Scaling is a simple technique that you can bring to your coaching to unlock the coachee’s thinking about where they are now, versus where they want to be. Given the nature of the tool, it’s hard to pin down its initial origin, but it has strong history in various Solution Focused and Progress Focused approaches.
We open by asking the coachee “On a scale of 0 to 10, where do you currently rate yourself?”. The question should be tailored to their current goals or the topic of conversation. If the coachee wants to improve their public speaking skills, then the questions could be “On a scale of 0 to 10, how would you rate your ability to speak in public?”.
This question opens the conversation, with the aim of building a shared understanding.

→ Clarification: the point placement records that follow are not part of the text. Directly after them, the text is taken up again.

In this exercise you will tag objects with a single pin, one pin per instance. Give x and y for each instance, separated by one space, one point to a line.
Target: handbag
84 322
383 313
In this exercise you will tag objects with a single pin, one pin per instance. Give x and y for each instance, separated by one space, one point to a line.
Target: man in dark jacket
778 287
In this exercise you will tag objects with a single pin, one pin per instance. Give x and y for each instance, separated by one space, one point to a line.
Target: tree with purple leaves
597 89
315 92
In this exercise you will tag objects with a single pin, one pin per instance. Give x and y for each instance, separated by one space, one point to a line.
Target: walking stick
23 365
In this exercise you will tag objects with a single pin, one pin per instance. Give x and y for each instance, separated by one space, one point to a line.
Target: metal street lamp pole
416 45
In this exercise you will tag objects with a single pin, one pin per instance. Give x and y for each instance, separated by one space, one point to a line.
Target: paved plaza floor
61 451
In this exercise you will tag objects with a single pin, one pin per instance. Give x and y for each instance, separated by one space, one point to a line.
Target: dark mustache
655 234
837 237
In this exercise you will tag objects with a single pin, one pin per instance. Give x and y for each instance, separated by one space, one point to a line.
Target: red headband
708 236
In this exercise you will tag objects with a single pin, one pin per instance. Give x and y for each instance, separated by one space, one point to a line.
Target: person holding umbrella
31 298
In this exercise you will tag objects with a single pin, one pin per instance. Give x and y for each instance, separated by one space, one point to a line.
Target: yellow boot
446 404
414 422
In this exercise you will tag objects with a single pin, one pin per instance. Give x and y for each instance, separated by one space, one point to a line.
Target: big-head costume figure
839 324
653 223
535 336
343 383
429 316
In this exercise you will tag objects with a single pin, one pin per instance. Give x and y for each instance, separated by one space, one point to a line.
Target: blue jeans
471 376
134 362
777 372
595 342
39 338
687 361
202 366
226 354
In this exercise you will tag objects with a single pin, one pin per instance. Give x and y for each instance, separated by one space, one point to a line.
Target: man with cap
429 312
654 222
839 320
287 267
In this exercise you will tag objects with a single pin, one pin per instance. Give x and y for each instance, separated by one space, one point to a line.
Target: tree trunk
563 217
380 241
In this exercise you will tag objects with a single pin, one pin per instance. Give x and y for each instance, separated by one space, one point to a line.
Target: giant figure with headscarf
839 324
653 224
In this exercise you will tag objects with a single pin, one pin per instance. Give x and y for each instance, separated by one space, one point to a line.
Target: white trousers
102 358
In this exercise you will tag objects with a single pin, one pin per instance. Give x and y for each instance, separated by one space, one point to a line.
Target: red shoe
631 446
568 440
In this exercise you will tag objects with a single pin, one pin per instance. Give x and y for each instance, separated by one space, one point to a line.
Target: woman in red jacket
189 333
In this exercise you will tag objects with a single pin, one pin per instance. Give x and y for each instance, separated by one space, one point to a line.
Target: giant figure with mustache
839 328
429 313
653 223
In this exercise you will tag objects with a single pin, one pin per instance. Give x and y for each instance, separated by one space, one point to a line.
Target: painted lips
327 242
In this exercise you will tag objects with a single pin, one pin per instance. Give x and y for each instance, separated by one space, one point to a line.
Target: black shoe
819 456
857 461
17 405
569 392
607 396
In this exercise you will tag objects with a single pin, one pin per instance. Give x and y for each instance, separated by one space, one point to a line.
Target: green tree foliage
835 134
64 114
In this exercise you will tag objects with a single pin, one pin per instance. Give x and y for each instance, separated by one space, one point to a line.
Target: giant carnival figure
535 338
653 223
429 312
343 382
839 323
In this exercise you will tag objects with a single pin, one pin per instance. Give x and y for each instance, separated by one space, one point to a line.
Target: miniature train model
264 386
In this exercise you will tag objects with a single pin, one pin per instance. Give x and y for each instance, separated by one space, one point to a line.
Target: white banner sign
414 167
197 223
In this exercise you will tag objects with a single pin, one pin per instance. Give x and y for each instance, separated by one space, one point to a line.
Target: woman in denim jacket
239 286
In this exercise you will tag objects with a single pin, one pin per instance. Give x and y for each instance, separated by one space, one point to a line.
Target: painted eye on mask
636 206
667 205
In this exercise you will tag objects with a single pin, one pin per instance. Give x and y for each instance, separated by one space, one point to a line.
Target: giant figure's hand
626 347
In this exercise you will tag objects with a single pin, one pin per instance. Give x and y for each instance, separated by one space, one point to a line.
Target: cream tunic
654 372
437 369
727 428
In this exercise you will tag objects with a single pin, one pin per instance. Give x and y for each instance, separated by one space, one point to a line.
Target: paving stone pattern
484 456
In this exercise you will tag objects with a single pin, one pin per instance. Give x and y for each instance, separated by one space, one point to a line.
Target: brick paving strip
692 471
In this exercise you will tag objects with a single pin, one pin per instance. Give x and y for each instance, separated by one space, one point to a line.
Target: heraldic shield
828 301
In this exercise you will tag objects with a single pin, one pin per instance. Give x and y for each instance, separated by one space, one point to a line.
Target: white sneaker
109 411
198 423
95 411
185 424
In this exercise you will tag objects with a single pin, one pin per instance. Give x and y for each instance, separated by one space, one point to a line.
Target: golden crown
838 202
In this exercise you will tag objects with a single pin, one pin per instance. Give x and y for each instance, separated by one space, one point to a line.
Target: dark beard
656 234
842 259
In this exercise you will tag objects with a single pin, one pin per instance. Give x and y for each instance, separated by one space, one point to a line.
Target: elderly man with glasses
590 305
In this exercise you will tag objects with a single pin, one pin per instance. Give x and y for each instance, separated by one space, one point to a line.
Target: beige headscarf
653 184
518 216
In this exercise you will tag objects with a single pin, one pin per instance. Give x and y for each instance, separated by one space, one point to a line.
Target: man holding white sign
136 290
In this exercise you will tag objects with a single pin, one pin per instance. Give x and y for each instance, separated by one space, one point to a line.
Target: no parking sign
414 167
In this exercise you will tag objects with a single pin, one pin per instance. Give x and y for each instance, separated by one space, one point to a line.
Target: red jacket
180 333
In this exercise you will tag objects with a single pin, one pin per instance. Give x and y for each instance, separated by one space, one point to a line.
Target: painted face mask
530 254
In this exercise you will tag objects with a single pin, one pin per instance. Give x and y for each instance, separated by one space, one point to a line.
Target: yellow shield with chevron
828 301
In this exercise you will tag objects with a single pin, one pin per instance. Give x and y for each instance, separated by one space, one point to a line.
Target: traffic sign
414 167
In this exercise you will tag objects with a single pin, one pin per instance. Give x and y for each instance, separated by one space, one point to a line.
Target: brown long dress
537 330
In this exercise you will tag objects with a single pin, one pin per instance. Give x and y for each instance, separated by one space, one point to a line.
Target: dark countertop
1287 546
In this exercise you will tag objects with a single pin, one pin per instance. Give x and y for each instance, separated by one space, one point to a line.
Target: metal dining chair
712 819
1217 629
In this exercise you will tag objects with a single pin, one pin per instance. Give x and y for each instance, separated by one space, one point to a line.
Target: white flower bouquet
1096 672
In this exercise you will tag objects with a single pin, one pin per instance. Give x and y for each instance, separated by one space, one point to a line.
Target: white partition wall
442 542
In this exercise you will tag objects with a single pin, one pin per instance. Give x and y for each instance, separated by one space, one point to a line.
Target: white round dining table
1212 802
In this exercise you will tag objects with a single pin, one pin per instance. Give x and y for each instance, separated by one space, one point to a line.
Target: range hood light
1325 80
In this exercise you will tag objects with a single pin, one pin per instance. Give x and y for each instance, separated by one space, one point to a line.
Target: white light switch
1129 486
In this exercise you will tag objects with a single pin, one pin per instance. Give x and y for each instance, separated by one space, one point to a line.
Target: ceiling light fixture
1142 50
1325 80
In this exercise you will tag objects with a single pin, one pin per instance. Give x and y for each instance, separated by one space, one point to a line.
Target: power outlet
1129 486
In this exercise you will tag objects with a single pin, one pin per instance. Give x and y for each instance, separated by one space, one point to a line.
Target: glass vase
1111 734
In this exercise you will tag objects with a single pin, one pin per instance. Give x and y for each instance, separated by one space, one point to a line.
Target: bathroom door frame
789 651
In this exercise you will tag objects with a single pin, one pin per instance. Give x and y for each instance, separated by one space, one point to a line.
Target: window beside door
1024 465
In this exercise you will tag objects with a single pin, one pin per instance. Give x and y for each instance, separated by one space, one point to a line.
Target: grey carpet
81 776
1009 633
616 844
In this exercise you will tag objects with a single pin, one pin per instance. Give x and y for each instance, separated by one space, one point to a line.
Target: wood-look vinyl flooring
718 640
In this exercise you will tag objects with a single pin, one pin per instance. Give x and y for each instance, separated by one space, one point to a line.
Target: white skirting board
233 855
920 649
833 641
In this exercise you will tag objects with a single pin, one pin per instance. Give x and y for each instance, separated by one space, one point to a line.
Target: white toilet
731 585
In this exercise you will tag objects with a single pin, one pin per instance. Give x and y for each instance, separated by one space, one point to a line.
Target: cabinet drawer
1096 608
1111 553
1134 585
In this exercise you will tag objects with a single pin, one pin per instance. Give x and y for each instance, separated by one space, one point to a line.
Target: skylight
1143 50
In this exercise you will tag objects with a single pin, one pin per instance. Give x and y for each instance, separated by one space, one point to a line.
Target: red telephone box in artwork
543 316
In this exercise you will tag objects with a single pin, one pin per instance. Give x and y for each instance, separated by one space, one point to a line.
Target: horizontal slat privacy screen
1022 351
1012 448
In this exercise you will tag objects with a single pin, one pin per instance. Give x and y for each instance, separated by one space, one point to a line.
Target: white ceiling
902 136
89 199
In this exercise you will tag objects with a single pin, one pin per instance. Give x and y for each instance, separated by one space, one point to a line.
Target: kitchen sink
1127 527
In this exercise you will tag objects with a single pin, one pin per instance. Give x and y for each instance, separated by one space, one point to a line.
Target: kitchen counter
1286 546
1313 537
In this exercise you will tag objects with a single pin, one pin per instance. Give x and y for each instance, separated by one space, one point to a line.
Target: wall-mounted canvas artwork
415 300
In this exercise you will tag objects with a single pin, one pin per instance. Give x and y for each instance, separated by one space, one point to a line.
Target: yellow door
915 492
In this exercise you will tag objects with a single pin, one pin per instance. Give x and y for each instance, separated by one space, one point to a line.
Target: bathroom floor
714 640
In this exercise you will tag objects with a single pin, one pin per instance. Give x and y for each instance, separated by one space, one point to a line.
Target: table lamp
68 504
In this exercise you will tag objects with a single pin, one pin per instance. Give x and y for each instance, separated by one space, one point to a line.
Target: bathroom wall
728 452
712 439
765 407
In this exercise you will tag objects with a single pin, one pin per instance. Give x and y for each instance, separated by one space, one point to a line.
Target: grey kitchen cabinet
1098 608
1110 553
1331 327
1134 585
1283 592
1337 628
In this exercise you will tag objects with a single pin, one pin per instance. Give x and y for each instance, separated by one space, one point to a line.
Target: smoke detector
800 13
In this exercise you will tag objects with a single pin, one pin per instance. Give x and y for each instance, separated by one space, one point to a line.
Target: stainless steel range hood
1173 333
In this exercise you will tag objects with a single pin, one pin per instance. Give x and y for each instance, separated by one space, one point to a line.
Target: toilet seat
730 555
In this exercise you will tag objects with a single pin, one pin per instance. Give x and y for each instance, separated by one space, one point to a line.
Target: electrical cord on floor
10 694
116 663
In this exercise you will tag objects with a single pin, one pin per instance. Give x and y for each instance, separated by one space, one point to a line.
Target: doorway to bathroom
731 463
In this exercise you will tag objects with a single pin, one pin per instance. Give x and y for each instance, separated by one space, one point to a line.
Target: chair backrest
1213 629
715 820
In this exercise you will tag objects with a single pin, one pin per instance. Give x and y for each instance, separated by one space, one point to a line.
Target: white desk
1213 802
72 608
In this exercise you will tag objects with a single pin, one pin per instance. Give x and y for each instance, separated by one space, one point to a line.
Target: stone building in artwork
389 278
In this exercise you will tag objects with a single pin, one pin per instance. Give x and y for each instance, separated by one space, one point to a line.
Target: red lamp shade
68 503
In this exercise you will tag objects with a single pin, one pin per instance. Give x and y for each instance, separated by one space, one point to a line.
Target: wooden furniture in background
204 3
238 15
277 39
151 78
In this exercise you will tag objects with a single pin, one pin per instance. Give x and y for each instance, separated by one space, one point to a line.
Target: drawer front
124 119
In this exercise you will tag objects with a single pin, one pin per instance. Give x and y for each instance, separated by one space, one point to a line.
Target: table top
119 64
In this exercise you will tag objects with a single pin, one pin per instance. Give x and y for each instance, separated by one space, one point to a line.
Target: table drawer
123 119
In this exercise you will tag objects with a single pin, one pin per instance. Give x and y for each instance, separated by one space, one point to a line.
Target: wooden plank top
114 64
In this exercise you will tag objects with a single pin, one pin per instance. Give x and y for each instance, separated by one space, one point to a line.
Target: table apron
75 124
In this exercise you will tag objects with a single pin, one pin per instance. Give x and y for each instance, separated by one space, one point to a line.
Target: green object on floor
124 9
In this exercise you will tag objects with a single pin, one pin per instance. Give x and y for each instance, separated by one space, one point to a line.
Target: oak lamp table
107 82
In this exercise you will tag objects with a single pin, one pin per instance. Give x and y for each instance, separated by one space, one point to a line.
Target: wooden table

We might next ask “On this same scale, where would you like to get to?”. It’s also useful to consider the extremes, “What does a 10 look like to you?”, “How about 0?”. This starts to give us a picture of the coachee’s thinking about this skill or area.
With the coachee’s scoring, it is important the coach doesn’t question the chosen score. Suggesting that the coachee should change their score, or rethink it, is likely to close the conversation, rather than open it. Far more useful is to question why a score was given “What is your thinking behind this 5?”.
Scaling can help us track goals, and also set steps towards achieving them. Starting at 2 and trying to jump to 9 may not be achievable, but the coachee can probably find some steps to take to move up in smaller increments, and you can shape this conversation as a coach, “What would it take to move to 4?”.
By revisiting the question over several sessions, we can build our understanding of how the coachee is approaching their goal, and show progress towards it. That can be a very powerful motivator in stepping up to the next level.
For some coachees, asking the questions may not be concrete enough. We can choose to sketch out the line along with the question, and mark the scores as we go. The physical representation can be very helpful in shaping the discussion, marking the paper can provide additional focus on the area.
As with all techniques, this may not work for you, or your specific coachee. It’s great to try it out, but if it’s not useful move on.
For those coachees that find benefit, I’ve tended to find it’s extremely powerful. Given the simplicity of deploying it, I’d very much advise every coach to consider it as part of their toolbox.